5.3. Driving Safety Evaluation Model
Five principle components were extracted by using principle component analysis and the influential weights of different evaluation indexes were established to set up the evaluation model for driving safety. At last, combining experiment data with driver type, the relationships between the evaluation score and safety level were established by using method of K-means clustering. Results showed that the driving safety evaluation model built in this study could evaluate driving safety effectively in different driving conditions and provide an effective judgment method for driving safety monitoring and traffic accident early warning.
6. Conclusions
Significant differences were found in driver eye movements while driver interacts with radio, computer, and telephone tasks compared to the baseline condition. In general, radio turning and computer touching tasks which need many visual resources have a significant influence on driver fixation and saccade behavior. However, conducting telephone conversation task which represents a mental or an auditory needed task has obvious effects on driver blink behavior. The evaluation model for secondary task driving safety based on driver eye movement measures which were obtained from different types of secondary task could evaluate driving safety effectively. The findings of these results may contribute to evaluating the degree of driver's distraction and providing an effective judgment method for driving safety monitoring and early warning.
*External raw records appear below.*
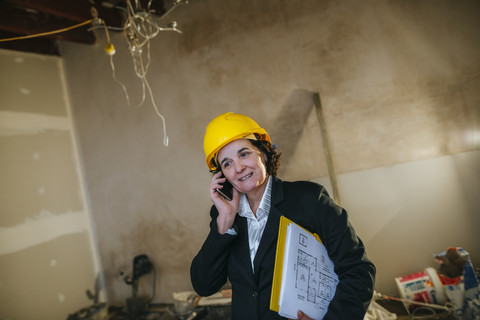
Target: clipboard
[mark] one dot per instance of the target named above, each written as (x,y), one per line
(278,274)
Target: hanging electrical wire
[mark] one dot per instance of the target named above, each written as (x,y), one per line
(140,28)
(30,36)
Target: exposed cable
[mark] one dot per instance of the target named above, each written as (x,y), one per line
(48,32)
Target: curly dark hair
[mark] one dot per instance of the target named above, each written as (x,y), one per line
(267,148)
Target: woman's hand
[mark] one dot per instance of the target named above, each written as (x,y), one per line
(227,210)
(302,316)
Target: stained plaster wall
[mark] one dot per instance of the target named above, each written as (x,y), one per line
(46,254)
(399,84)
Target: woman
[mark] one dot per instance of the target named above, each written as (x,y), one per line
(241,244)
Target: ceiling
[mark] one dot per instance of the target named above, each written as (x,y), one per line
(30,17)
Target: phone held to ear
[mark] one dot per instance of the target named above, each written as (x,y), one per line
(226,191)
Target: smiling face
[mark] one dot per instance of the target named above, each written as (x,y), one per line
(244,166)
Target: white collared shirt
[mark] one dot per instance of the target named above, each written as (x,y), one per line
(256,225)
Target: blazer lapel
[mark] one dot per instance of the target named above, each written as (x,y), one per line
(244,246)
(270,233)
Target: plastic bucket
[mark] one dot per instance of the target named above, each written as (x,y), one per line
(424,286)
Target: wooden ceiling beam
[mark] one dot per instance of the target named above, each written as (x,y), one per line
(24,22)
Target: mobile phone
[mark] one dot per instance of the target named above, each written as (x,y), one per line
(226,191)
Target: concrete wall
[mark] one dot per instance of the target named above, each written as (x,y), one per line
(47,259)
(399,83)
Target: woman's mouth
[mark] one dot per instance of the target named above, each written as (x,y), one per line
(246,177)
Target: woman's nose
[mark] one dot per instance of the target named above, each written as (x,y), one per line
(239,166)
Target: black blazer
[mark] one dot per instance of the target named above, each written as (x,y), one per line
(225,256)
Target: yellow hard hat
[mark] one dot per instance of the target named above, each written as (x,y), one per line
(224,129)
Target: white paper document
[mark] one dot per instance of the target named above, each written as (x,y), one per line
(308,280)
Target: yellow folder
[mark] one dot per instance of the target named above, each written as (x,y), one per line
(279,258)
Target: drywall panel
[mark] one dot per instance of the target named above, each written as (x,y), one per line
(27,162)
(45,281)
(46,253)
(32,84)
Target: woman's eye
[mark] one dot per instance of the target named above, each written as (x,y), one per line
(227,164)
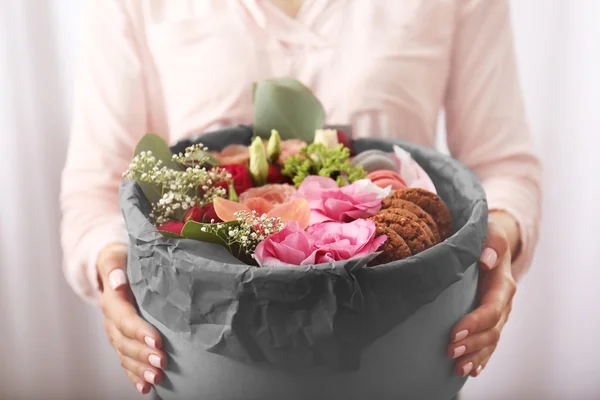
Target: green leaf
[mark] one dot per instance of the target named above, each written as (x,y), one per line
(289,107)
(198,155)
(160,149)
(208,232)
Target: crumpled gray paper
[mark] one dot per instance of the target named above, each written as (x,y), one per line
(304,324)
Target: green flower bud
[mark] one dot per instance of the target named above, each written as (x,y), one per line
(274,147)
(259,167)
(232,193)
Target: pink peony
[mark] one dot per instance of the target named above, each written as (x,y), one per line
(342,241)
(290,246)
(321,243)
(273,193)
(329,202)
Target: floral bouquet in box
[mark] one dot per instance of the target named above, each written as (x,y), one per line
(285,260)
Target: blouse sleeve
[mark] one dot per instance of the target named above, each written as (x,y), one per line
(485,118)
(109,118)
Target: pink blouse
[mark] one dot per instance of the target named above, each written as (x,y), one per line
(183,67)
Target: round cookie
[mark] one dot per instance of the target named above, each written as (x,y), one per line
(411,231)
(393,249)
(419,212)
(412,216)
(431,203)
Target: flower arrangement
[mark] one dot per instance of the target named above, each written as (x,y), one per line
(297,195)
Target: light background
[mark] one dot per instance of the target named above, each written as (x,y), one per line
(52,346)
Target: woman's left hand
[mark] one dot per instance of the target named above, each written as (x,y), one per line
(475,337)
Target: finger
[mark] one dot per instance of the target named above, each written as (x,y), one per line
(111,264)
(482,366)
(141,386)
(474,343)
(470,364)
(496,245)
(142,353)
(476,372)
(495,304)
(126,320)
(143,371)
(482,319)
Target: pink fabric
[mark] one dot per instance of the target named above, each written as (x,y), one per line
(178,68)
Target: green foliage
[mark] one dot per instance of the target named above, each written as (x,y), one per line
(286,105)
(316,159)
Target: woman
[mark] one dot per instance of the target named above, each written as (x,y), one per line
(385,67)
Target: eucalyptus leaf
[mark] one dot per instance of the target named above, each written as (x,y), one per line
(289,107)
(171,234)
(208,232)
(198,155)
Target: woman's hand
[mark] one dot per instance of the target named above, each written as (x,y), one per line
(475,337)
(136,342)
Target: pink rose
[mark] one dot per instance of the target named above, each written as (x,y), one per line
(337,241)
(273,193)
(321,243)
(290,246)
(329,202)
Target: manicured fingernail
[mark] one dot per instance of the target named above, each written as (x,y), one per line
(116,279)
(489,257)
(149,376)
(467,368)
(150,341)
(461,335)
(155,360)
(459,351)
(141,388)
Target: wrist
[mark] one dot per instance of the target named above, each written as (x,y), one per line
(511,228)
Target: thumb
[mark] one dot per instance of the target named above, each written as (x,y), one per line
(496,246)
(110,265)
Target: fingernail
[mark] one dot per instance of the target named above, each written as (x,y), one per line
(461,335)
(467,368)
(459,351)
(155,360)
(150,341)
(140,387)
(489,257)
(149,376)
(116,279)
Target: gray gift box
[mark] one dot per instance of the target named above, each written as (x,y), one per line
(331,331)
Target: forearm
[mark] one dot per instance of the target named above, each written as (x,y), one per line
(511,227)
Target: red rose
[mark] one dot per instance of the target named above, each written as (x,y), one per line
(275,175)
(242,180)
(173,227)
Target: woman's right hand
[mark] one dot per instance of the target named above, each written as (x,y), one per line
(136,342)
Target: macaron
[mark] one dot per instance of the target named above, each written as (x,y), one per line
(383,179)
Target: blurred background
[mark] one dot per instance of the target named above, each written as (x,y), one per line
(52,345)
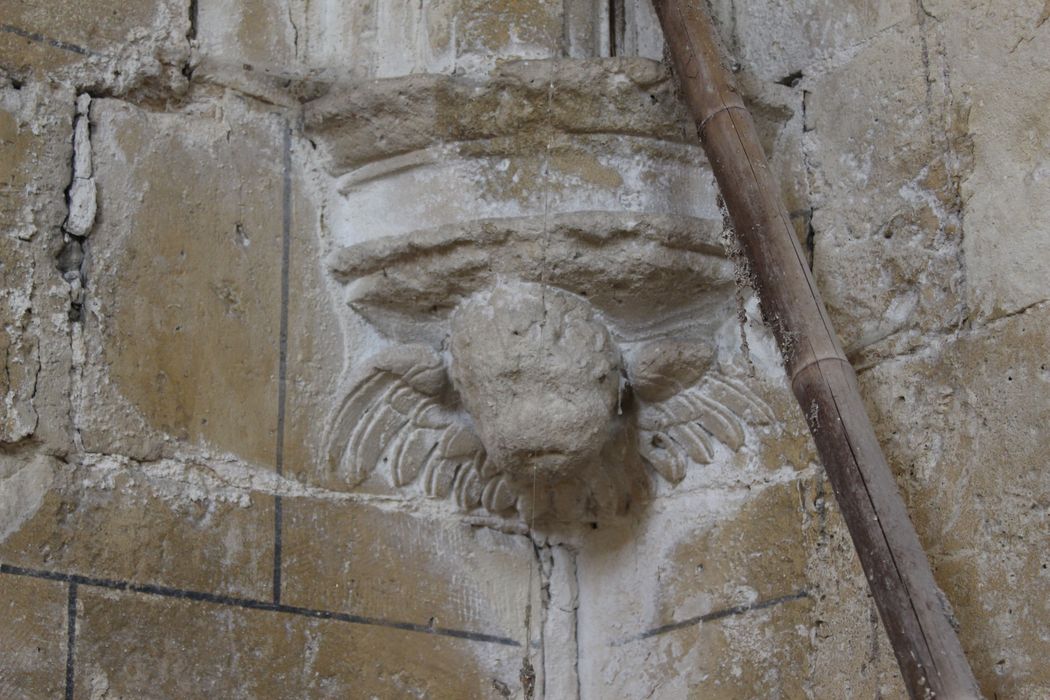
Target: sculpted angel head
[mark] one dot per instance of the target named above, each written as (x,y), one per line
(532,389)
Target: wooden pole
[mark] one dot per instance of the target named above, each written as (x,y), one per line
(912,608)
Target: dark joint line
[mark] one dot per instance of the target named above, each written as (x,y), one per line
(39,38)
(712,616)
(286,255)
(70,639)
(246,603)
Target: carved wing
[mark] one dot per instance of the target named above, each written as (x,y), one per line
(395,418)
(686,407)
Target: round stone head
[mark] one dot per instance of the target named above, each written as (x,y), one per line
(540,376)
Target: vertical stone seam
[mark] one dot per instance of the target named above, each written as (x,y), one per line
(286,249)
(70,639)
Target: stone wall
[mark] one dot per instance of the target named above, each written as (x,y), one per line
(216,214)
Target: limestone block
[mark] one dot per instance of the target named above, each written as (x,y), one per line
(149,647)
(165,524)
(98,42)
(964,426)
(886,216)
(182,332)
(851,654)
(710,599)
(777,40)
(419,568)
(33,637)
(258,36)
(998,60)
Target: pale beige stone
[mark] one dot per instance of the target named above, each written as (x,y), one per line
(884,193)
(964,426)
(97,42)
(150,647)
(33,637)
(778,40)
(996,60)
(687,563)
(113,520)
(410,567)
(182,333)
(35,300)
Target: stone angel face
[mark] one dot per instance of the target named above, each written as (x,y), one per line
(530,405)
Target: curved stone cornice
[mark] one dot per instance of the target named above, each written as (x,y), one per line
(362,122)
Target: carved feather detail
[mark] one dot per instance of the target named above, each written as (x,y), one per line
(685,427)
(394,417)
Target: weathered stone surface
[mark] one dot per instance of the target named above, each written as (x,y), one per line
(994,58)
(100,43)
(909,141)
(852,656)
(167,524)
(884,192)
(393,564)
(964,426)
(779,40)
(33,637)
(151,647)
(35,358)
(252,36)
(182,331)
(699,564)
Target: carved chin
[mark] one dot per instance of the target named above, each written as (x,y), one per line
(540,376)
(546,437)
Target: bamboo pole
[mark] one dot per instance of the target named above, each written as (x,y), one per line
(911,606)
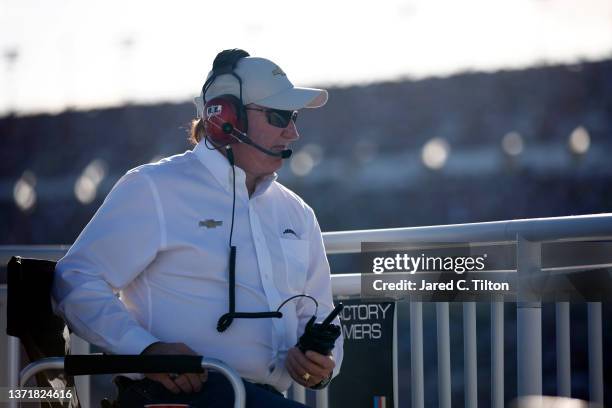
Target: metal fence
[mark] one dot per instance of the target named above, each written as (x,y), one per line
(528,235)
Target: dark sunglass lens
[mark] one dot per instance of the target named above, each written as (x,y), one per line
(279,118)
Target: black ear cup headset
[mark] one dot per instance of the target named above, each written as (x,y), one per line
(225,117)
(225,123)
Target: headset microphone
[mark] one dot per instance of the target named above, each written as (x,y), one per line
(242,137)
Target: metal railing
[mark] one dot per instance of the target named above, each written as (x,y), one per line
(528,235)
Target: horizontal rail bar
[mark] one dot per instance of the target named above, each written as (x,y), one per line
(582,227)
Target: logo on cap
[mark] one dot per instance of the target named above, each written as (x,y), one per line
(278,71)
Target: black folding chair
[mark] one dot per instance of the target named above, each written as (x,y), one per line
(46,340)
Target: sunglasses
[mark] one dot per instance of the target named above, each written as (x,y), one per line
(278,118)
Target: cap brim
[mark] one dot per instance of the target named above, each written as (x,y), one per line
(295,98)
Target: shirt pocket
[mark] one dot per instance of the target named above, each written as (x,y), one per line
(296,253)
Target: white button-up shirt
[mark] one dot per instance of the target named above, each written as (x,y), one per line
(171,270)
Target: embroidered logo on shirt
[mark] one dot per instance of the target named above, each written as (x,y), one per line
(210,223)
(290,231)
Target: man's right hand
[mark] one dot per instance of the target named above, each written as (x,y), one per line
(188,382)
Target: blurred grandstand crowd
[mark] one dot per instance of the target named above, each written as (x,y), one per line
(467,148)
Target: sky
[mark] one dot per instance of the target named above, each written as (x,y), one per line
(83,54)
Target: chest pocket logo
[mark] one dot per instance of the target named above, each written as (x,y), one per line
(296,253)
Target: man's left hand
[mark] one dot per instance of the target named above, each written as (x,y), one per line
(310,368)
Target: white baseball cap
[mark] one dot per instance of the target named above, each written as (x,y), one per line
(263,83)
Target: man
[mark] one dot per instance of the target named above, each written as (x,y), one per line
(161,238)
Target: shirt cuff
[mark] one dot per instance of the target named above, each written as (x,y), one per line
(135,340)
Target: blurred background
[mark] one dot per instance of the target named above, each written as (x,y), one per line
(439,112)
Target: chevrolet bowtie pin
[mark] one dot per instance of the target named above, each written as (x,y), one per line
(210,223)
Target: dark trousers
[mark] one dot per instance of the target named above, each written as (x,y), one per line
(216,392)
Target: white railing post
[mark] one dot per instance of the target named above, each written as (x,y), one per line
(529,323)
(595,353)
(81,382)
(469,355)
(497,355)
(444,384)
(564,376)
(416,355)
(14,366)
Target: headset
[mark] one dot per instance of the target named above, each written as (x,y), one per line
(225,117)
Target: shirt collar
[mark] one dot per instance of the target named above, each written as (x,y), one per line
(220,168)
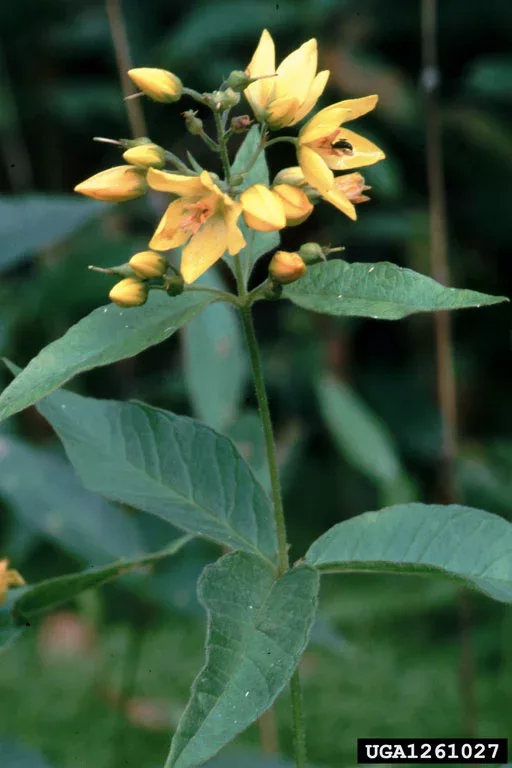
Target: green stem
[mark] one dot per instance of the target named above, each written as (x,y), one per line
(299,733)
(223,150)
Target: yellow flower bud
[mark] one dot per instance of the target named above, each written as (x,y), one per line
(148,264)
(292,176)
(262,209)
(115,185)
(129,293)
(145,156)
(158,84)
(286,267)
(8,578)
(295,202)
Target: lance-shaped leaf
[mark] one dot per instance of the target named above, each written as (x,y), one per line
(257,630)
(258,243)
(468,545)
(172,466)
(39,598)
(382,291)
(106,335)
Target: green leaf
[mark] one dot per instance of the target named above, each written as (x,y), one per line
(35,484)
(41,597)
(106,335)
(257,630)
(258,243)
(172,466)
(33,222)
(382,291)
(468,545)
(215,360)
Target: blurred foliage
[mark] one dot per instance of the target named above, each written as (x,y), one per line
(382,640)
The present study concentrated on the model for the evaluation of secondary task driving safety based on measures of driver eye movements. Although the evaluation model can effectively evaluate driving safety with secondary tasks of telephone, radio, computer, and MP5, the rest of the types of tasks still remains to be analyzed in detail, such as speech-based in-vehicle devices, music and navigation. With the development of science and technology, more and more entertaining and information systems are embedded in the vehicle; thus various secondary tasks appear sequentially. So the evaluation of interacting with these tasks should also be studied further.
Conflict of Interests
The authors do not have any conflict of interests regarding the content of the paper.
Footnotes
Acknowledgments
This research was partially supported by Doctoral Study Special Research Foundation of Higher Education (20110061110036), Major Projects of JiLin Science and Technology Department (20116017), New Century Excellent Talent Foundation Program (NCET-10-0435), and Talent Development Foundation Projects of JiLin (801121100417).